Closed gforsyth closed 9 years ago
Pinging @stefanv
In the scikit-image use-case, a feature that would be useful is to only ghost "to the inside" of the array, i.e. to ghost, but to crop the ghosted array to the original image extents.
The reason for this is that scikit-image has specialized handling of boundaries, which sometimes causes artefacts. If ghosting pads out those edges, these (desired) artefacts will disappear.
@stefanv that is currently possible with ghost_internal
.
Perhaps this would be best exposed by adding a internal_depth
keyword argument to da.ghost.ghost
. Which takes dict keyed with axes and valued with depths. If an axis in this dictionary is not specified then it will be taken from the depth
kwarg. And if just the internal_depth
is specified for an axis, the external boundary will be zero.
Note I mixed up boundary
and depth
above, but have since edited the comment to fix this.^
There should be an easy way to say: "do what you normally do, just don't go outside the array boundaries"
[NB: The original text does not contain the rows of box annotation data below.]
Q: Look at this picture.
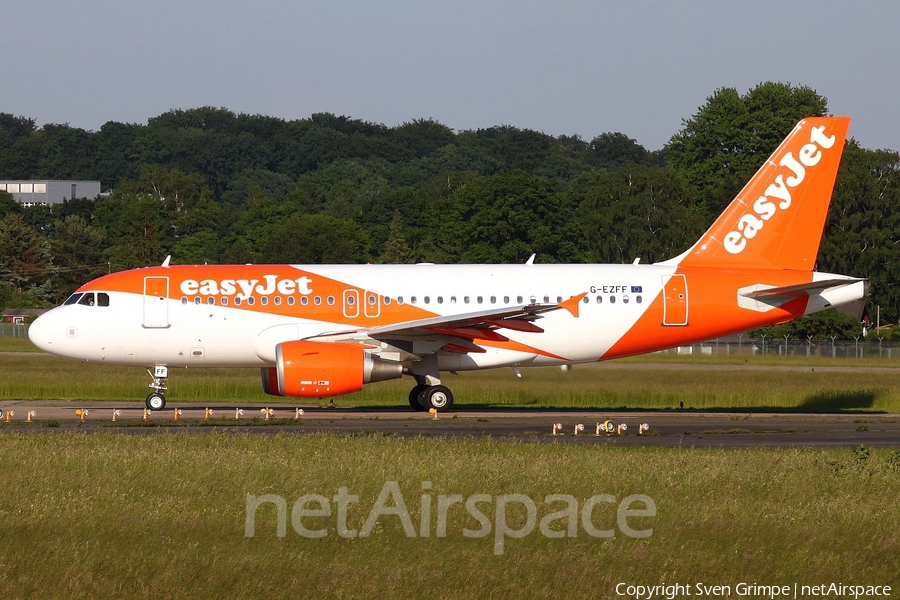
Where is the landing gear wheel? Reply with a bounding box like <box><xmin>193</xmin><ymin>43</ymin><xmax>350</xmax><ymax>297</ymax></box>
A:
<box><xmin>419</xmin><ymin>385</ymin><xmax>453</xmax><ymax>410</ymax></box>
<box><xmin>409</xmin><ymin>384</ymin><xmax>428</xmax><ymax>410</ymax></box>
<box><xmin>146</xmin><ymin>392</ymin><xmax>166</xmax><ymax>410</ymax></box>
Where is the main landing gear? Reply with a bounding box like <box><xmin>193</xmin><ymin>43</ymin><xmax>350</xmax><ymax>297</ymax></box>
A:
<box><xmin>145</xmin><ymin>365</ymin><xmax>169</xmax><ymax>410</ymax></box>
<box><xmin>409</xmin><ymin>383</ymin><xmax>453</xmax><ymax>410</ymax></box>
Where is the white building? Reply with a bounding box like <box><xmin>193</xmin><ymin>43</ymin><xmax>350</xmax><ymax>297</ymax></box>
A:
<box><xmin>0</xmin><ymin>180</ymin><xmax>100</xmax><ymax>206</ymax></box>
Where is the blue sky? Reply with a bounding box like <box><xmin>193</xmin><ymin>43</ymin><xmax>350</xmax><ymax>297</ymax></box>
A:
<box><xmin>0</xmin><ymin>0</ymin><xmax>900</xmax><ymax>150</ymax></box>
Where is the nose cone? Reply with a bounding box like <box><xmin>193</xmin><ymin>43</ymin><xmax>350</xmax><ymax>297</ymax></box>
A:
<box><xmin>28</xmin><ymin>310</ymin><xmax>55</xmax><ymax>352</ymax></box>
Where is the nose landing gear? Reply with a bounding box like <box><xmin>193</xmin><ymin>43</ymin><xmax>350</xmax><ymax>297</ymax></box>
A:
<box><xmin>145</xmin><ymin>365</ymin><xmax>169</xmax><ymax>410</ymax></box>
<box><xmin>409</xmin><ymin>384</ymin><xmax>453</xmax><ymax>410</ymax></box>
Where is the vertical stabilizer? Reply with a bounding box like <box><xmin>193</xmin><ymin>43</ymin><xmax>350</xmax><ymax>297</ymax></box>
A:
<box><xmin>670</xmin><ymin>117</ymin><xmax>850</xmax><ymax>271</ymax></box>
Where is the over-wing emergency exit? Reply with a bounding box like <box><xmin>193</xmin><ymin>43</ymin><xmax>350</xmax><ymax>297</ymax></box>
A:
<box><xmin>29</xmin><ymin>117</ymin><xmax>867</xmax><ymax>410</ymax></box>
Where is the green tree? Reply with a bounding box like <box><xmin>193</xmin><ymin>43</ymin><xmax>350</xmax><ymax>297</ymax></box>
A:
<box><xmin>0</xmin><ymin>213</ymin><xmax>51</xmax><ymax>293</ymax></box>
<box><xmin>818</xmin><ymin>140</ymin><xmax>900</xmax><ymax>323</ymax></box>
<box><xmin>50</xmin><ymin>214</ymin><xmax>108</xmax><ymax>300</ymax></box>
<box><xmin>431</xmin><ymin>171</ymin><xmax>580</xmax><ymax>263</ymax></box>
<box><xmin>568</xmin><ymin>164</ymin><xmax>709</xmax><ymax>263</ymax></box>
<box><xmin>261</xmin><ymin>213</ymin><xmax>368</xmax><ymax>264</ymax></box>
<box><xmin>381</xmin><ymin>210</ymin><xmax>416</xmax><ymax>265</ymax></box>
<box><xmin>666</xmin><ymin>82</ymin><xmax>828</xmax><ymax>215</ymax></box>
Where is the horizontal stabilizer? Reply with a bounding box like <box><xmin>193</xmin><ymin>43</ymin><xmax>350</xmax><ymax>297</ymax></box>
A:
<box><xmin>738</xmin><ymin>278</ymin><xmax>865</xmax><ymax>300</ymax></box>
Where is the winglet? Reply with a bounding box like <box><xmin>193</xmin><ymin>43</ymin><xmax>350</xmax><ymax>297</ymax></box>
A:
<box><xmin>557</xmin><ymin>292</ymin><xmax>587</xmax><ymax>319</ymax></box>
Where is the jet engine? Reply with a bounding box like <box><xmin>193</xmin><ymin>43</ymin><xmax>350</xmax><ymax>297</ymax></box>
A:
<box><xmin>261</xmin><ymin>340</ymin><xmax>403</xmax><ymax>398</ymax></box>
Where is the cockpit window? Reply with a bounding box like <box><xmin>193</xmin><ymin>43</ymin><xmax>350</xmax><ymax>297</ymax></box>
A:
<box><xmin>69</xmin><ymin>292</ymin><xmax>109</xmax><ymax>306</ymax></box>
<box><xmin>78</xmin><ymin>292</ymin><xmax>94</xmax><ymax>306</ymax></box>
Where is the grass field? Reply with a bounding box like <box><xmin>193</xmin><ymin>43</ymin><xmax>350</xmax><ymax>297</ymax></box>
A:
<box><xmin>0</xmin><ymin>353</ymin><xmax>900</xmax><ymax>413</ymax></box>
<box><xmin>0</xmin><ymin>433</ymin><xmax>900</xmax><ymax>598</ymax></box>
<box><xmin>0</xmin><ymin>352</ymin><xmax>900</xmax><ymax>598</ymax></box>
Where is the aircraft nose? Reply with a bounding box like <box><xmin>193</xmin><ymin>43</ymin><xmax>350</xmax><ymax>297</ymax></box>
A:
<box><xmin>28</xmin><ymin>313</ymin><xmax>54</xmax><ymax>352</ymax></box>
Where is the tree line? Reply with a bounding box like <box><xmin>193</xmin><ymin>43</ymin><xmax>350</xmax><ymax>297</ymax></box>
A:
<box><xmin>0</xmin><ymin>82</ymin><xmax>900</xmax><ymax>338</ymax></box>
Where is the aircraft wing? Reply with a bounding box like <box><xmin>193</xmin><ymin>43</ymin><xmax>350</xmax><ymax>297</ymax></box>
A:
<box><xmin>366</xmin><ymin>294</ymin><xmax>586</xmax><ymax>354</ymax></box>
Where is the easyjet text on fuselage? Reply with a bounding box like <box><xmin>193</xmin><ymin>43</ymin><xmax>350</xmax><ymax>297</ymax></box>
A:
<box><xmin>180</xmin><ymin>275</ymin><xmax>312</xmax><ymax>298</ymax></box>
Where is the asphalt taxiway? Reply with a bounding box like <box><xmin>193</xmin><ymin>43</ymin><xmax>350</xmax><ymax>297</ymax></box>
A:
<box><xmin>0</xmin><ymin>401</ymin><xmax>900</xmax><ymax>448</ymax></box>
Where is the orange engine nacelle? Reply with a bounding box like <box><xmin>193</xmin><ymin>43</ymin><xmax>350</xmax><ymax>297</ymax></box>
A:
<box><xmin>261</xmin><ymin>340</ymin><xmax>403</xmax><ymax>398</ymax></box>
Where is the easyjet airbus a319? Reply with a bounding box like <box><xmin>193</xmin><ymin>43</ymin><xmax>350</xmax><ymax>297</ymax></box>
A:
<box><xmin>29</xmin><ymin>117</ymin><xmax>867</xmax><ymax>410</ymax></box>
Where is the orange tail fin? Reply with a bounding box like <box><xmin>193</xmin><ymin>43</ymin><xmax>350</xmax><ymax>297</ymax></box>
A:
<box><xmin>671</xmin><ymin>117</ymin><xmax>850</xmax><ymax>271</ymax></box>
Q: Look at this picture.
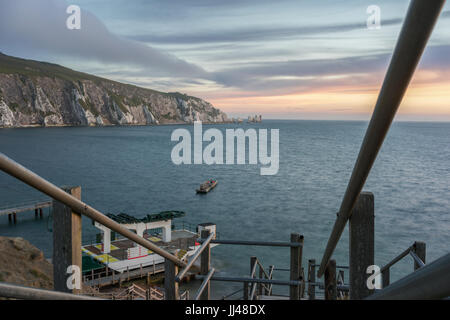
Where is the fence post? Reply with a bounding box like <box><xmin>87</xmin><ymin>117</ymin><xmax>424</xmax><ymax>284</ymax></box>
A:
<box><xmin>308</xmin><ymin>259</ymin><xmax>316</xmax><ymax>300</ymax></box>
<box><xmin>381</xmin><ymin>268</ymin><xmax>391</xmax><ymax>288</ymax></box>
<box><xmin>242</xmin><ymin>282</ymin><xmax>249</xmax><ymax>300</ymax></box>
<box><xmin>325</xmin><ymin>259</ymin><xmax>337</xmax><ymax>300</ymax></box>
<box><xmin>200</xmin><ymin>229</ymin><xmax>211</xmax><ymax>300</ymax></box>
<box><xmin>289</xmin><ymin>233</ymin><xmax>303</xmax><ymax>300</ymax></box>
<box><xmin>53</xmin><ymin>187</ymin><xmax>82</xmax><ymax>294</ymax></box>
<box><xmin>349</xmin><ymin>192</ymin><xmax>375</xmax><ymax>300</ymax></box>
<box><xmin>413</xmin><ymin>241</ymin><xmax>426</xmax><ymax>270</ymax></box>
<box><xmin>249</xmin><ymin>256</ymin><xmax>258</xmax><ymax>299</ymax></box>
<box><xmin>258</xmin><ymin>266</ymin><xmax>264</xmax><ymax>296</ymax></box>
<box><xmin>164</xmin><ymin>259</ymin><xmax>180</xmax><ymax>300</ymax></box>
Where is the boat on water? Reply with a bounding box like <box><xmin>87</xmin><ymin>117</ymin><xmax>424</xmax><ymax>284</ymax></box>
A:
<box><xmin>197</xmin><ymin>179</ymin><xmax>217</xmax><ymax>193</ymax></box>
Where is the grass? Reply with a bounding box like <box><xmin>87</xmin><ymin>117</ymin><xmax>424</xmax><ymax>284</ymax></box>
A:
<box><xmin>108</xmin><ymin>91</ymin><xmax>129</xmax><ymax>113</ymax></box>
<box><xmin>8</xmin><ymin>102</ymin><xmax>19</xmax><ymax>112</ymax></box>
<box><xmin>78</xmin><ymin>99</ymin><xmax>100</xmax><ymax>117</ymax></box>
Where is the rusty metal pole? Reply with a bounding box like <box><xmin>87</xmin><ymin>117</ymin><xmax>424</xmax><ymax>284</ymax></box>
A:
<box><xmin>318</xmin><ymin>0</ymin><xmax>445</xmax><ymax>277</ymax></box>
<box><xmin>0</xmin><ymin>152</ymin><xmax>186</xmax><ymax>267</ymax></box>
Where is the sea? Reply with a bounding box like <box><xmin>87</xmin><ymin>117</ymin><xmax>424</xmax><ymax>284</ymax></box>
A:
<box><xmin>0</xmin><ymin>120</ymin><xmax>450</xmax><ymax>299</ymax></box>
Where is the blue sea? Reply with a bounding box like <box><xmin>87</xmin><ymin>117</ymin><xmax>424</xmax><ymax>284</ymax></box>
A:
<box><xmin>0</xmin><ymin>120</ymin><xmax>450</xmax><ymax>298</ymax></box>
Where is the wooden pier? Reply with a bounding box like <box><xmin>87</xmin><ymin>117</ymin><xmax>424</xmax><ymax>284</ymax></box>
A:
<box><xmin>0</xmin><ymin>199</ymin><xmax>52</xmax><ymax>223</ymax></box>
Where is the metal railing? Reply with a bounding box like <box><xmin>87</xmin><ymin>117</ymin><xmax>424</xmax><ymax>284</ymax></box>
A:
<box><xmin>0</xmin><ymin>282</ymin><xmax>101</xmax><ymax>300</ymax></box>
<box><xmin>196</xmin><ymin>234</ymin><xmax>305</xmax><ymax>300</ymax></box>
<box><xmin>318</xmin><ymin>0</ymin><xmax>445</xmax><ymax>277</ymax></box>
<box><xmin>367</xmin><ymin>253</ymin><xmax>450</xmax><ymax>300</ymax></box>
<box><xmin>0</xmin><ymin>153</ymin><xmax>186</xmax><ymax>267</ymax></box>
<box><xmin>380</xmin><ymin>241</ymin><xmax>425</xmax><ymax>287</ymax></box>
<box><xmin>175</xmin><ymin>232</ymin><xmax>214</xmax><ymax>282</ymax></box>
<box><xmin>194</xmin><ymin>268</ymin><xmax>216</xmax><ymax>300</ymax></box>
Ideally this option ends up within the da.Array.map_overlap
function which, I think, has the most user friendly API so far. I think that this function came out of @cowlicks early work with skimage.
At the moment the boundary=None
option defaults to reflect
. Perhaps None
should actually mean "no boundary."
@mrocklin there are currently two arguments for specifying the ghosting. depth
and boundary
. Which, more verbosely, mean "depth of ghosting" and "external ghosting type". If someone specifies a ghosting depth, but no boundary type, I think they would still expect some ghosting to happen.
One reason reflect
might be the default is because this is the behavior for some skimage filters.
@stefanv we could have an internal_ghosting_only=True/False
kwarg in ghost. However I think an internal_depth
kwarg would be valuable since it would allow the user to have internal ghosting which differs from external ghosting.
If someone specifies a ghosting depth, but no boundary type, I think they would still expect some ghosting to happen
I agree. But would the expect ghosting on the boundary?
One reason reflect might be the default is because this is the behavior for some skimage filters.
This is a good reason to keep the default as reflect
. I wonder if we should set the default to boundary='reflect'
in the function signature and then use boundary=None
to mean internal ghosting only.
@gforsyth you can specify the external boundary conditions per axis.
In [1]: import numpy as np; import dask.array as da
In [2]: a = da.from_array(np.arange(16).reshape(4, 4), chunks=(2,2))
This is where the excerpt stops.